Sunday, May 27, 2007

Al Jazeera: A Force for Change

Jeb Koogler from The Moderate Voice blogged Take a look at this clip from Al Jazeera:

Despite all the criticism that it gets, only on Al Jazeera do you have such open, intense forums for debate where secular activists like Wafa Sultan can have their voices heard.
Al Jazeera certainly runs a lot of Anti-American stuff, but I have to congratulate them for broadcasting Wafa Sultan, speaking in Arabic, to an Arabic audience. And I am very happy that Wafa is brave enough to appear in that situation, and take the position she takes.
This video, for instance, is a segment of a program with Faisal al-Qasim, the host of the political debate show, The Opposite Direction. On his show, Qasim regularly puts forward a highly controversial question (”Why are Muslims attracted to terrorism?” or “Will Arab dictators ever step down?“) and then pits two people with opposing viewpoints against each other. One of the things that’s so amazing about The Opposite Direction is that it not only deals with extremely controversial issues, Qasim also consistently arranges the discussion to be between two equally knowledgeable and respected figures on both sides of the argument.
I wish our MSM would do that.
There is, of course, a lot of discussion about Al Jazeera as being an anti-American network that, among other things, portrays the Iraqi insurgency in a positive light. But, these accusations aside, Al Jazeera, as one of the only independent popular tv networks in the region, is (overall) truly an incredibly positive force for change in the region. Besides Qasim’s show, Al Jazeera hosts a range of different programs that regularly challenge Arab dictators, question social norms, and promote free speech. And it’s not just academics and Westerns who watch the network. The Opposite Direction, for example, is among the most popular tv shows in the entire Arab world.

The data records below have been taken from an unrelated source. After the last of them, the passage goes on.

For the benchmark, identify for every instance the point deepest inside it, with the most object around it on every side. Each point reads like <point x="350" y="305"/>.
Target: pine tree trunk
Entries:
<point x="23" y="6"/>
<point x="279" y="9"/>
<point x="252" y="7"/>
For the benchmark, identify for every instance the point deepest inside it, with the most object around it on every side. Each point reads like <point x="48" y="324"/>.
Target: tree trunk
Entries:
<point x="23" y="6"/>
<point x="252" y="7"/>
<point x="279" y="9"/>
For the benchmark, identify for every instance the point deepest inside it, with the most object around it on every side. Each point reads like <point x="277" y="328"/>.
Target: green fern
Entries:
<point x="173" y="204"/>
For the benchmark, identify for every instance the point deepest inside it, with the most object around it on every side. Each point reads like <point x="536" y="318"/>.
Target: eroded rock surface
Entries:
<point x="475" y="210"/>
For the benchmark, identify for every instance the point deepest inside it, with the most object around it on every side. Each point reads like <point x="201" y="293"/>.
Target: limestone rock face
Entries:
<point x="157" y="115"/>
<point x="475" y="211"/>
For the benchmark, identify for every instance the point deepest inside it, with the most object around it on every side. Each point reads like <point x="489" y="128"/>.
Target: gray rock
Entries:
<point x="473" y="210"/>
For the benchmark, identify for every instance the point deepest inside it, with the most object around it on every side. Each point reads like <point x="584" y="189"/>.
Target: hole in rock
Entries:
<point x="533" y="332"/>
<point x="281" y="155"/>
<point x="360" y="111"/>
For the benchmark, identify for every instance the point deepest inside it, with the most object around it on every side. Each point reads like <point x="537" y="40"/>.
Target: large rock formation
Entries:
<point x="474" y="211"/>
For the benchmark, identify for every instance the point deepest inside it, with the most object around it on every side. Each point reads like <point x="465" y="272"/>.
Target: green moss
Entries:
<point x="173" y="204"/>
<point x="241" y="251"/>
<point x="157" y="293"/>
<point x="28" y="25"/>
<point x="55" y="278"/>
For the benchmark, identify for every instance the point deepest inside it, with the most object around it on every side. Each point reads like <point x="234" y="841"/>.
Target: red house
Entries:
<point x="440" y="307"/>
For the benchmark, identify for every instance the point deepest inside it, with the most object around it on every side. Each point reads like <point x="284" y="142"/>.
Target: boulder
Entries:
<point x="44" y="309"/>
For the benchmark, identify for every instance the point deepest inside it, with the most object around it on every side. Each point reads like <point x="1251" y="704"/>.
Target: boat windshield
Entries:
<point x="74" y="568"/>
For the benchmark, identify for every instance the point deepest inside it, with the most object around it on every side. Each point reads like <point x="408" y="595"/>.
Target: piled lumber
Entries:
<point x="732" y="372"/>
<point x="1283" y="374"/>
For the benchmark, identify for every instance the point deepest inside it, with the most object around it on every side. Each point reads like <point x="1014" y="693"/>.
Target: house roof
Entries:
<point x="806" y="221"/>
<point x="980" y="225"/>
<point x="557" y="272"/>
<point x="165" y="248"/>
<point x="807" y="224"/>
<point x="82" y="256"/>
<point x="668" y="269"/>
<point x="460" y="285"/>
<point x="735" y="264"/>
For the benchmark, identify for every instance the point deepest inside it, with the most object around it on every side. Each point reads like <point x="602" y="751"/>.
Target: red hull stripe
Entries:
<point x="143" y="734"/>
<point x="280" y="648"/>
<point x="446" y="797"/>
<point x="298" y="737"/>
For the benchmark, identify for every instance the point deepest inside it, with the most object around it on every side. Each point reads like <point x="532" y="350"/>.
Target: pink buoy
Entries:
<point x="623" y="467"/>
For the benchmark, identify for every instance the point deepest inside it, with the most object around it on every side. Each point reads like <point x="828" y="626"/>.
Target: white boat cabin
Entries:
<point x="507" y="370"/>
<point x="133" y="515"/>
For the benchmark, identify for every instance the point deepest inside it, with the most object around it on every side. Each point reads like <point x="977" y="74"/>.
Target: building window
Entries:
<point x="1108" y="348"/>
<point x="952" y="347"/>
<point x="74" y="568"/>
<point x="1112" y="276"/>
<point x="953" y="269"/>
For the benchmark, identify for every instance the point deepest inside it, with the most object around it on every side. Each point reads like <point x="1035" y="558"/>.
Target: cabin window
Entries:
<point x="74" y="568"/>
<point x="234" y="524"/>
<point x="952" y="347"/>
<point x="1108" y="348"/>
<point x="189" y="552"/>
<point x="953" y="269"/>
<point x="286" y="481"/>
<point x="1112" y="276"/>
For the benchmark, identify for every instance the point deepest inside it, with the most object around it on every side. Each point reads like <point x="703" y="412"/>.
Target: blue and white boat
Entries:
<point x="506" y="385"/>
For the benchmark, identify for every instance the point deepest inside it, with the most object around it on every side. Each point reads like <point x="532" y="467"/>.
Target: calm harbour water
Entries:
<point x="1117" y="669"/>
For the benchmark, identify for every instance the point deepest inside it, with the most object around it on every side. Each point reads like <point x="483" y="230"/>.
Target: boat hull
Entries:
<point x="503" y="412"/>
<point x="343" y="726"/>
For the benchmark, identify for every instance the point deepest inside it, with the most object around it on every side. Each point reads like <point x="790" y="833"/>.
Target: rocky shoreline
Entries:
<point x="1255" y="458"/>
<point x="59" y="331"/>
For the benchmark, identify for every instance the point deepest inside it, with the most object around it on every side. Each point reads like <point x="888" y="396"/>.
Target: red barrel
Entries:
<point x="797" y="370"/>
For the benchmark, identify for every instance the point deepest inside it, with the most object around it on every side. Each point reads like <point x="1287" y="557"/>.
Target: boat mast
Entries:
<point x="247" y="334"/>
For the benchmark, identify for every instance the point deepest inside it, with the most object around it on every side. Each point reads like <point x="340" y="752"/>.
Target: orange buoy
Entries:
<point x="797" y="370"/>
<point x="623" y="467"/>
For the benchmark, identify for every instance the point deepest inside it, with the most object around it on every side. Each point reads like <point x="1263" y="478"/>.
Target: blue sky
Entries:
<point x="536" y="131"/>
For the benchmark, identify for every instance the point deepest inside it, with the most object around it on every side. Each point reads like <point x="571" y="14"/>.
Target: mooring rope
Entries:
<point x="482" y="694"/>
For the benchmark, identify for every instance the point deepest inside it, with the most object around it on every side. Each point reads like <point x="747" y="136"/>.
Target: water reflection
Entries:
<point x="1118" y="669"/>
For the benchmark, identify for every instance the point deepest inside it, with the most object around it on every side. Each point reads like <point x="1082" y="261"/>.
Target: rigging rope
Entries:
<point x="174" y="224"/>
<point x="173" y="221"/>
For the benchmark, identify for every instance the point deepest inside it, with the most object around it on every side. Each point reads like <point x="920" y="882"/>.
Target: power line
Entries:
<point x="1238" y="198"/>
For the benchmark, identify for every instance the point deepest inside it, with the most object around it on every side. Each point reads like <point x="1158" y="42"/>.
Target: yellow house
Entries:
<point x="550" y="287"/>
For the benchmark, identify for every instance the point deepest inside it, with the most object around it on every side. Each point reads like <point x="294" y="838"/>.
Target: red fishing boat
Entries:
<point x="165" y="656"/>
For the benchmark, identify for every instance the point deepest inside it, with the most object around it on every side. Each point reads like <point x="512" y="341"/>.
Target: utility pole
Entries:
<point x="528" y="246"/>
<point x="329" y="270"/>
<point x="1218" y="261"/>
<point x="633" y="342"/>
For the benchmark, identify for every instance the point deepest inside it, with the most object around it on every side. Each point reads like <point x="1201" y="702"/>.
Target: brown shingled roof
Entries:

Also, it’s interesting to note that Sheikh Hamad bin Khalifa al-Thani, the leader of Qatar who essentially founded the network a few years ago, has gone to great pains to ensure that it remains free and uncensored. This is quite incredible, given that al-Thani himself is an Arab autocrat (albeit a fairly progressive and reform-minded one.) As a result of his support, Al-Thani has found himself quite isolated by his neighbors, many of whom have become upset by the fact that he continues to allow Al Jazeera to broadcast within his country. Saudi Arabia, in particular, has tried multiple times to shut down the network with little success. And, let’s be honest, if Al Jazeera ticks off the Saudi royal family with its controversial debate shows, and its unflinching news coverage, it’s probably doing something right.